The College Transition Collaborative was founded in 2014 to create higher education learning environments that foster equitable student outcomes by bridging research and practice. Our work helps schools better understand how their students experience moments of transition or difficulty and how psychologically attuned practices–messages, policies, behaviors, and programs–can convey to all students they are valued, respected, and can excel.
Despite enormous investments by institutions of higher education to provide academic and financial supports for their students, 4 out of 10 new 4-year college students do not graduate within 6 years. The numbers are significantly worse for many of the young people who have the most to gain from a post-secondary degree — students of color, low-income students, and those who are the first in their family to attend college. The resulting inequity in post-secondary outcomes has significant individual and societal costs: untapped human potential, widening class and income disparities, higher educational debt burdens and lost opportunities for career and social mobility.
The ways people make meaning of themselves and their experiences can shape their beliefs and behaviors. For example, when new students encounter challenges in the transition to college, they are more likely to remain socially and academically engaged if they see these challenges as common and surmountable, rather than implying a lack of ability or potential.
Scientists have demonstrated that well-designed learning environments can have lasting effects on how students make meaning of events and respond to difficulties. When students feel like their school believes in them and provides a clear path to success, they are more likely to participate in class, attend office hours, join student groups, seek mentors, and make use of resources provided by their institution that may otherwise be underutilized.

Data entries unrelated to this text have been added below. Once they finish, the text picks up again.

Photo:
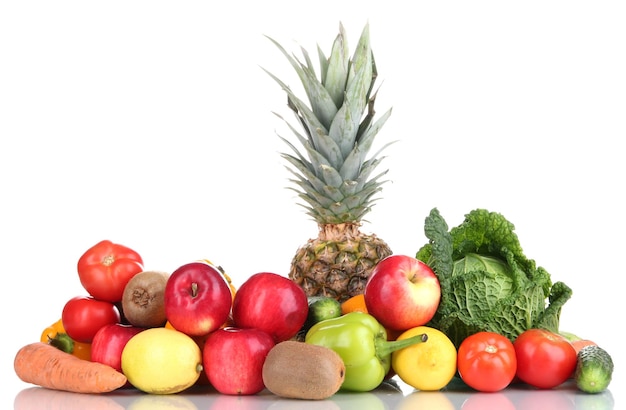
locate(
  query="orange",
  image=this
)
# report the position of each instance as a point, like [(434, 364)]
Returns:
[(354, 304)]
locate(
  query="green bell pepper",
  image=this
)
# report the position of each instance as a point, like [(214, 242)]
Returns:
[(361, 342)]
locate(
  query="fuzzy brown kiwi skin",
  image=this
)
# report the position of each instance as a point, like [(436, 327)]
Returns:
[(143, 301), (299, 370)]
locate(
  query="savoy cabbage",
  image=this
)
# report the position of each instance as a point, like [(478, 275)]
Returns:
[(487, 283)]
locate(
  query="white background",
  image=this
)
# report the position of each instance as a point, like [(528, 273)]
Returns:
[(150, 124)]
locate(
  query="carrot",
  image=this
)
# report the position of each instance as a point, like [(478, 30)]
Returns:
[(46, 366)]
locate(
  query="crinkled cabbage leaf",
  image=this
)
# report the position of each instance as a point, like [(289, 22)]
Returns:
[(487, 283)]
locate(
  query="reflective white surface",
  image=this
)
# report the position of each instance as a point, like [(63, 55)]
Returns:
[(150, 123), (389, 396)]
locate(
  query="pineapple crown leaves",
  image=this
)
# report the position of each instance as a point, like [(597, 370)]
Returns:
[(332, 170)]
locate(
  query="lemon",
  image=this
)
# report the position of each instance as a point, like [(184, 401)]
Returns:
[(161, 361), (427, 366)]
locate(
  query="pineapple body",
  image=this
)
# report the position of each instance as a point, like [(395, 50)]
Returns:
[(334, 175), (338, 262)]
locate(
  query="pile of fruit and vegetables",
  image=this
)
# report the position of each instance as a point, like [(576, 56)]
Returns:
[(349, 315)]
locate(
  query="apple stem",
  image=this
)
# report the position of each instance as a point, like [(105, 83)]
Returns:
[(384, 347)]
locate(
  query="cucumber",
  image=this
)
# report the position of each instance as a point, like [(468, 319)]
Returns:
[(594, 369), (320, 308)]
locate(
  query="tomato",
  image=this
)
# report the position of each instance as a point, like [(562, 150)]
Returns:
[(544, 359), (486, 361), (105, 269), (83, 316)]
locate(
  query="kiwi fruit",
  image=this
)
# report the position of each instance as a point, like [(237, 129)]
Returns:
[(300, 370), (143, 301)]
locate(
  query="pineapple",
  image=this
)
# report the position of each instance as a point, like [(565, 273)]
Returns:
[(333, 173)]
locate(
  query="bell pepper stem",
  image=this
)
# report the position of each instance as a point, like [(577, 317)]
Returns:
[(62, 342), (384, 347)]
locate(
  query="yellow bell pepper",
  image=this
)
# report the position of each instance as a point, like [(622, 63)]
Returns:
[(55, 335)]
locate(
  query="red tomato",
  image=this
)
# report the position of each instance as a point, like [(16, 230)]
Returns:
[(105, 269), (83, 316), (486, 361), (544, 359)]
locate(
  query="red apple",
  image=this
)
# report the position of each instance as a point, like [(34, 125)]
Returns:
[(233, 359), (272, 303), (108, 343), (402, 292), (197, 299)]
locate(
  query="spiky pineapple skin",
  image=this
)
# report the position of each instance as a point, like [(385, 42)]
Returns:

Schools send students countless messages every day, both explicitly in communications and implicitly in the design of policies, programs, and practices. Colleges have a powerful opportunity to support student achievement by ensuring that the messages, policies, programs, and practices students encounter throughout their college journey are informed by an understanding of how students make meaning of their experiences – i.e., students’ “psychological experience” of college. Learning environments attuned to students’ experiences, beliefs, and concerns can help students make sense of challenges and transitions in ways that bolster academic performance and foster well-being. This is especially critical for students who have been targeted by negative stereotypes throughout their life, and may reasonably experience challenges–such as a low grade on an exam, difficulty registering for courses, difficulty making friends, or being placed on academic probation–as yet another sign that they do not belong or can’t succeed.